Dr Magorian held up a hand. Instinctively, I fell silent. He looked down at Will. ‘Don’t get up, Mr Quartermain,’ he said, though Will had made no attempt to do so. From behind his back Dr Magorian drew out the sack containing the six small coffins. In the drama and kerfuffle of the operating theatre, I had forgotten all about them. ‘You left this, I believe?’ said Dr Magorian after a moment.
‘Oh,’ I said. ‘Yes.’ I put out my hand to take hold of it, but the doctor snatched it away. He held it, swinging gently, just out of my reach. Had he looked inside? I had tied the top with string, but it might be undone, or severed, quite easily. I squinted up at him, but his face was deep in shadow, and the sun behind him hurt my eyes.

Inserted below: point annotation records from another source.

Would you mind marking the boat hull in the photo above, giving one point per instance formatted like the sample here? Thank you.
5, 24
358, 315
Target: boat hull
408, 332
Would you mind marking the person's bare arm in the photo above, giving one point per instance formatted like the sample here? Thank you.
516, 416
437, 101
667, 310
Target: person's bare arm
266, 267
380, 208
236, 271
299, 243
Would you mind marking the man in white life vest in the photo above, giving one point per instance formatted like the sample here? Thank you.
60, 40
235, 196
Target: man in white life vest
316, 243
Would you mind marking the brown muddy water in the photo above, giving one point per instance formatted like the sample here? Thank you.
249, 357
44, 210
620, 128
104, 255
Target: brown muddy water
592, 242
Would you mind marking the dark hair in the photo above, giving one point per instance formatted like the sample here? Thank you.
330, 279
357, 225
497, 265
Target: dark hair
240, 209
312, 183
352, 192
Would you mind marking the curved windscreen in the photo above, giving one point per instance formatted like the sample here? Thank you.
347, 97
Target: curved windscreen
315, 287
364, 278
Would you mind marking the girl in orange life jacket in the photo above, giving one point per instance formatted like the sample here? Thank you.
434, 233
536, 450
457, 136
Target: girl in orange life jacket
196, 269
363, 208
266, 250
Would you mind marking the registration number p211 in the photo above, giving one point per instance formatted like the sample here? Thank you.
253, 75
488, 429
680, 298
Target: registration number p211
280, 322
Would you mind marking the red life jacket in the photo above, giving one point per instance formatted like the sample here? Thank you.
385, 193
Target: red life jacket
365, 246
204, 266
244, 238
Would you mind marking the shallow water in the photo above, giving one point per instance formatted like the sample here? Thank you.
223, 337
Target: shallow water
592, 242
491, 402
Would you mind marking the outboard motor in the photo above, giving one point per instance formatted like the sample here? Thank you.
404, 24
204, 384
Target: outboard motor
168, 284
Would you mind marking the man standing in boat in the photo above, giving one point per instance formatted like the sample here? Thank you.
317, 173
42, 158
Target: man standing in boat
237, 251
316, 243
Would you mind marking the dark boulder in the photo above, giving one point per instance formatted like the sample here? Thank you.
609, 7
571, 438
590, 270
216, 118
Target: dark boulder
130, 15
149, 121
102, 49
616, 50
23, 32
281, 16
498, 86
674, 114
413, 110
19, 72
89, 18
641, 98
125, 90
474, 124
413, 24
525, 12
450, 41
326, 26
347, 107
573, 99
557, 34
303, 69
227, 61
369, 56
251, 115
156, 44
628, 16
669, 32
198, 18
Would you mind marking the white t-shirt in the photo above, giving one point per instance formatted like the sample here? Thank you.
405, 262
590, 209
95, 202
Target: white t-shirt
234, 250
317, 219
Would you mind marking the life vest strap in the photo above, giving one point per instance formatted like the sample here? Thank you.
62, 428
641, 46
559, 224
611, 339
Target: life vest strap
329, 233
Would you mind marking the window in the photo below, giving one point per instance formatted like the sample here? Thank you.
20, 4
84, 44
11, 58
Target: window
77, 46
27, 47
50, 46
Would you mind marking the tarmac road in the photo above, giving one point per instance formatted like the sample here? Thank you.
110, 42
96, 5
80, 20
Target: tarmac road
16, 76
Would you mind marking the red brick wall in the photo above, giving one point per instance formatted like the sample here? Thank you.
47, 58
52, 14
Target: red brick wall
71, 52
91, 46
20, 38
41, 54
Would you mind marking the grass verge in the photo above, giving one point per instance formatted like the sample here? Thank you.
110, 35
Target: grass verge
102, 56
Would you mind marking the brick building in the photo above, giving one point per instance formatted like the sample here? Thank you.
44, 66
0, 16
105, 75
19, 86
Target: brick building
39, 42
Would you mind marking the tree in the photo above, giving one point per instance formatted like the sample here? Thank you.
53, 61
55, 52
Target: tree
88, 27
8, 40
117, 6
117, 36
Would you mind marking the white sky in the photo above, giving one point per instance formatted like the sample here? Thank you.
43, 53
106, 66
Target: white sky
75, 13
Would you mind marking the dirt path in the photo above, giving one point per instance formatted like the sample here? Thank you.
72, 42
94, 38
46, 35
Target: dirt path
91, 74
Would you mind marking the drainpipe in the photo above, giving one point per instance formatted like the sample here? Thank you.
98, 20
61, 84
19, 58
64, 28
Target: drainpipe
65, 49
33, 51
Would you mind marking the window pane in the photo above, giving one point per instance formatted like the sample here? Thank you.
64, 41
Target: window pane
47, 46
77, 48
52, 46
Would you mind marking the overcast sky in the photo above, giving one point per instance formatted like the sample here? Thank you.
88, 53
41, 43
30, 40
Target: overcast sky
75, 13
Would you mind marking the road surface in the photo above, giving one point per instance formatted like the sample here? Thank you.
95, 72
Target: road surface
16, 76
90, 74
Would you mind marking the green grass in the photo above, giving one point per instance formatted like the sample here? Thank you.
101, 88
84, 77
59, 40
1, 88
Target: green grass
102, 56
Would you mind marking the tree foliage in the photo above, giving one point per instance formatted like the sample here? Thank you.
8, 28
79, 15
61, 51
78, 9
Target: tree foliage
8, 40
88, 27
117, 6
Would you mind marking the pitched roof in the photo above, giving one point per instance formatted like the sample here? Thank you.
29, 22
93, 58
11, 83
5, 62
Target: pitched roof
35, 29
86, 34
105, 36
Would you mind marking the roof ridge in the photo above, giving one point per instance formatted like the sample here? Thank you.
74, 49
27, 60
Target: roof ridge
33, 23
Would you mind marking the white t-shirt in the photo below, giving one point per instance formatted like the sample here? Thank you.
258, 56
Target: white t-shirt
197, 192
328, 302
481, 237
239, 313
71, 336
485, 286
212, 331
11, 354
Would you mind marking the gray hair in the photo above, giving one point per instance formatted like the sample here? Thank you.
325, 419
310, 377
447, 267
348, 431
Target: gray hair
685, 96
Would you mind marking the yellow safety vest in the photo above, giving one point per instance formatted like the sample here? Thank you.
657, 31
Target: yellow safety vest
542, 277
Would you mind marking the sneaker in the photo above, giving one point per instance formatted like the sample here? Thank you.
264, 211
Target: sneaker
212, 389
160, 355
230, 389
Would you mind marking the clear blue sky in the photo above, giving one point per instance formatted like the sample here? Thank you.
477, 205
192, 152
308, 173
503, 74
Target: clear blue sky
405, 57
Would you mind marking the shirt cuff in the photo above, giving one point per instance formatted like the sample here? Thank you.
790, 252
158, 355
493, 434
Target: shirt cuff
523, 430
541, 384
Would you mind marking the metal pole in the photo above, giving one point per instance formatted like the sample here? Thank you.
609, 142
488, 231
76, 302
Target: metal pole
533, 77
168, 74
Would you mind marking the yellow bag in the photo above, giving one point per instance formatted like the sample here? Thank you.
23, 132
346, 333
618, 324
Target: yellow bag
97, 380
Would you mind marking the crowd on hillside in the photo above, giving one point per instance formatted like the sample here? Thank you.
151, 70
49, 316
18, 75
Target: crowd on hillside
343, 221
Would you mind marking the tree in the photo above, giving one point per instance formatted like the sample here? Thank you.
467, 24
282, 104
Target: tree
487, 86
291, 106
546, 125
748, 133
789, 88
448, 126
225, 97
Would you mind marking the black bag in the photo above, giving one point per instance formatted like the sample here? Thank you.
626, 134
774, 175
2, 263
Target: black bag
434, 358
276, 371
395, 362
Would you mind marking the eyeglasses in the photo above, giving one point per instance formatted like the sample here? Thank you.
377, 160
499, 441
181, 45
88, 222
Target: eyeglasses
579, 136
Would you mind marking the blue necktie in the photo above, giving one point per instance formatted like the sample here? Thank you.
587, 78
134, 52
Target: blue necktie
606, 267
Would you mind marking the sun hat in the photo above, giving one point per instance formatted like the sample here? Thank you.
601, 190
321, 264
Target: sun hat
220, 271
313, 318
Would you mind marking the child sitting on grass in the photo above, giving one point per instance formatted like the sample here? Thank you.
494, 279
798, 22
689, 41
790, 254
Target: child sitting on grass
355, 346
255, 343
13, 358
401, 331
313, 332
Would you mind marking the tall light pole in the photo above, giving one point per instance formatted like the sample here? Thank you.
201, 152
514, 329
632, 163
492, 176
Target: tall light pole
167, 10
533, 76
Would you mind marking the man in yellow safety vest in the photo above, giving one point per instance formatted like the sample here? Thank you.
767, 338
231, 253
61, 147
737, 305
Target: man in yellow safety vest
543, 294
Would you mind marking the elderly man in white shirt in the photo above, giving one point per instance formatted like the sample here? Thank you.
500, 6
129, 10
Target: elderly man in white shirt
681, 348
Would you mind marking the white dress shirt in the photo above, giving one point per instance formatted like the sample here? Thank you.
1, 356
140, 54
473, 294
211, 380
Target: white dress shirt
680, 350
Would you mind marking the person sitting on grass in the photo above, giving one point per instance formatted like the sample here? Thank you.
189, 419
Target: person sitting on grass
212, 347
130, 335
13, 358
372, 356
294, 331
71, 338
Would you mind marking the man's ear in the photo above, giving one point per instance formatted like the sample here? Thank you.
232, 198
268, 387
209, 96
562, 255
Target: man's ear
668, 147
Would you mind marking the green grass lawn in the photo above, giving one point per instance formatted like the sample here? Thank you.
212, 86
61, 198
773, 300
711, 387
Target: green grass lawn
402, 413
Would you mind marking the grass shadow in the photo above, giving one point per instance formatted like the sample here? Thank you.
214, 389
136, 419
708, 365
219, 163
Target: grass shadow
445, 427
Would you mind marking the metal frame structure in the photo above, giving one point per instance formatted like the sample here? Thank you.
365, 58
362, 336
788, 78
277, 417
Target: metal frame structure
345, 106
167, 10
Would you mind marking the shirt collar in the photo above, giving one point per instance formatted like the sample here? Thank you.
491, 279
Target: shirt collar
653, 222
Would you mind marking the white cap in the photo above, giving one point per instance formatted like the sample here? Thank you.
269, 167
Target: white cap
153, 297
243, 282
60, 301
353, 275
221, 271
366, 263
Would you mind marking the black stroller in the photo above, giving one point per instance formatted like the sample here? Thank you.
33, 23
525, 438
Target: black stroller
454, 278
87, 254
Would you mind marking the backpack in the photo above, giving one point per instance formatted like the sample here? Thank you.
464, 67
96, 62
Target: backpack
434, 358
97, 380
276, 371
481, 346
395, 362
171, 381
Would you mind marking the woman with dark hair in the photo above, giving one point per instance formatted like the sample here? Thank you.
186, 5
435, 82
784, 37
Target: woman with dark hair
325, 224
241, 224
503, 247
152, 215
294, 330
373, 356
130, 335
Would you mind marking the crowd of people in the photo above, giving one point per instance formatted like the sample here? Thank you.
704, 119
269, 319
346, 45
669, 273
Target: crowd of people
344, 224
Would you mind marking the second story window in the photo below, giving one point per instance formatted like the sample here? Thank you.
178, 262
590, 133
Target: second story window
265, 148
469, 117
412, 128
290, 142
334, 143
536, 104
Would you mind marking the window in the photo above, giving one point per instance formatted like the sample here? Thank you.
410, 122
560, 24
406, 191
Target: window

Later, I often wondered what would have happened if Mrs Magorian had not appeared at that moment. Would her husband have asked me what was inside the sack? No doubt had he seen them, he would have kept them for himself. Perhaps he would have thrown those wicked-looking objects onto the fire, and everything that happened would not have taken place at all. But such questions serve no purpose. The past cannot be altered, no matter how much we might wish for it, and the fact remains that, at that moment, Mrs Magorian came out of the apothecary. She saw her husband, and scampered over to him directly, her small frame childlike.
‘So you operated today, my dear?’ Her tiny fingers dusted imaginary motes off the great man’s shoulders. ‘Such an hon
our for the students. And the man, will he live? But of course he will! Another life saved! They must be so grateful.’
‘Now, my love,’ Dr Magorian tossed me the sack, so that he might take hold of his wife’s hands. He kissed her fingers and smiled down at her. ‘You oughtn’t to spend so much time here, you know. It’s not good for your health.’
‘Oh, but I want to!’ she cried. ‘It’s where you are. And the lady almoners do such good work. Oh, and cook says she has pheasant for dinner. I have asked her to make it with oysters, the way you like it.’
Dr Magorian stroked her cheek. ‘Well, poppet,’ he said. ‘I will be sure to come home early, then.’
‘Eliza is with us now too,’ said Mrs Magorian, simpering up at him. ‘She is quite a tonic on the wards, Dr Bain says.’
Dr Magorian looked over at his daughter, who had followed her mother and was standing a few feet away. His face was impassive. Eliza did not meet his gaze.
Chapter Three
I took Will to Sorley’s. The place was full of medical students, as usual, but we found a booth in the corner and settled ourselves in. I ordered chops and a glass of porter each, for I could see Will needed something to thicken his blood. I was not very hungry, and pushed the food about while Will ate. In the end I called Sorley’s dog over and fed the creature what I had left.
‘What is it, Jem?’ said Will.
‘Not much,’ I said. The sack containing the coffins lay on the table beside us. The crude, lumpen bulk of the thing unsettled me, so I turned my back on it, stretched out my legs towards the fire and pulled out my pipe. On the other side of the room Dr Bain was talking to a group of students. Every now and then there would be a burst of laughter. I felt sure they were talking about the day’s events, about Dr Graves as much as about the rationale behind Dr Bain’s experiment. But when I thought of Dr Graves’s face as he left the operating theatre I could see no cause for laughter.